592
Analysis and Predictability of the Wasatch Windstorm of 1 December 2011

- Indicates paper has been withdrawn from meeting
- Indicates an Award Winner
Wednesday, 5 February 2014
Hall C3 (The Georgia World Congress Center )
John Lawson, University of Utah, Salt Lake City, UT; and J. D. Horel

A downslope windstorm on 1 December 2011 led to considerable damage along a narrow 50-km swath at the western base of the Wasatch Mountains in northern Utah. Operational forecasts issued by the Salt Lake City National Weather Service Forecast Office provided accurate guidance for the event at lead times of 1‒2 days, based in part on their locally-generated high-resolution numerical forecasts. Surface winds, gusting to 45 m/s, gradually moved northward, controlled by an evolving anticyclonic Rossby wave-breaking event. A rawinsonde released in the midst of strong (over 35 m/s) easterly surface winds initially travelled horizontally before ascending rapidly within a downstream rotor.

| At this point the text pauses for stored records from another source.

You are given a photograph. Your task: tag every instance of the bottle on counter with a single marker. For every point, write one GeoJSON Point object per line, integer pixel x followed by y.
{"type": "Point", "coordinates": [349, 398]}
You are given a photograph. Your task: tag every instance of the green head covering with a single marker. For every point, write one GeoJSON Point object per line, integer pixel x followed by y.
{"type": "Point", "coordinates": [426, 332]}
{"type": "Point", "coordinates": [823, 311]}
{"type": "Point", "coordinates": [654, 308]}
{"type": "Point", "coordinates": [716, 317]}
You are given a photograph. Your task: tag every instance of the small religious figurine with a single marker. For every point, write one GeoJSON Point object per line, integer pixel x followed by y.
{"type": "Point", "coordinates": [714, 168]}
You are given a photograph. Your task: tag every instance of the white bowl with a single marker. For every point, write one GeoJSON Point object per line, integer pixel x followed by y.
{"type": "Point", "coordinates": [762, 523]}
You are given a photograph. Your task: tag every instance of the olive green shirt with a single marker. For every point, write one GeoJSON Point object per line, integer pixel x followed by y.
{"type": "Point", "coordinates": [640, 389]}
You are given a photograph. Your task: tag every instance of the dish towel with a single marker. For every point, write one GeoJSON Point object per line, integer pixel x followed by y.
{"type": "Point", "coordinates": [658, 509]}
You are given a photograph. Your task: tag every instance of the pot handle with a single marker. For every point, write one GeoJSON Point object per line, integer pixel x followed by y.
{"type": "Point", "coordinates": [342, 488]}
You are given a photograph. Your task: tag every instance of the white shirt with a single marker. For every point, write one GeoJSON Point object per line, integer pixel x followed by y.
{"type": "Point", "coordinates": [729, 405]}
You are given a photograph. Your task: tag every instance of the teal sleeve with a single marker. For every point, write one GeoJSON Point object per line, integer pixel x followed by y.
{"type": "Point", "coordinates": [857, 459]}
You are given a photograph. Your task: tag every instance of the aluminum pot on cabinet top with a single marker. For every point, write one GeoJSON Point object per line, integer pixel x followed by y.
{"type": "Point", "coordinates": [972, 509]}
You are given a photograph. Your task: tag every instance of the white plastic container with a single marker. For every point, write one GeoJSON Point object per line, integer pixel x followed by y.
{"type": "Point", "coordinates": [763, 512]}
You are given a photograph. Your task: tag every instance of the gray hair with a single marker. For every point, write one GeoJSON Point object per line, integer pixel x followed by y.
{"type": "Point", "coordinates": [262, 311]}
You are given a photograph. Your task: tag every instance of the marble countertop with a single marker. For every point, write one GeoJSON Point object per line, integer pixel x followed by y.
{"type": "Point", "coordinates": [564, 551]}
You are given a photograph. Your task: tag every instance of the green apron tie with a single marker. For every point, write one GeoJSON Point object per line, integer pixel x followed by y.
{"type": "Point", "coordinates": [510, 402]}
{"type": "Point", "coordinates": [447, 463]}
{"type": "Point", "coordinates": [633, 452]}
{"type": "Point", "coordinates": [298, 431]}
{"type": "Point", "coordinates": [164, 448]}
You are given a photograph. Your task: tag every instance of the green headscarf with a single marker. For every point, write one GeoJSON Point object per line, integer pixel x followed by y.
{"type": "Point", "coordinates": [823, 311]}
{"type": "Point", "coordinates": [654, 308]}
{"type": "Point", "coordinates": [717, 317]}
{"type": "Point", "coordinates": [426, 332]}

Weather Research and Forecasting (WRF) model simulations, initialized with North American Mesoscale analyses, were completed to assess: (1) the fidelity of high-resolution models (1.3-km horizontal grid spacing) to resolve the dynamics of this downslope windstorm, and (2) why there was apparent enhanced predictability in high-resolution model guidance, compared to other windstorm locations. The model simulation captured core features of the downslope wind event, including the spatial extent and timing of the strongest surface winds. However, the model developed stronger mountain-wave breaking in the lee of the Wasatch, a broader hydraulic jump, and a downstream rotor located farther west than observed. To investigate the predictability of this windstorm, an 11-member ensemble of 72-h WRF high-resolution forecasts was initialized from 0000 UTC 29 November 2011 reforecasts from the Global Ensemble Forecast System. Eight of the eleven members generated a strong, localized windstorm with the outliers arising from reduced cross-barrier synoptic-scale flow.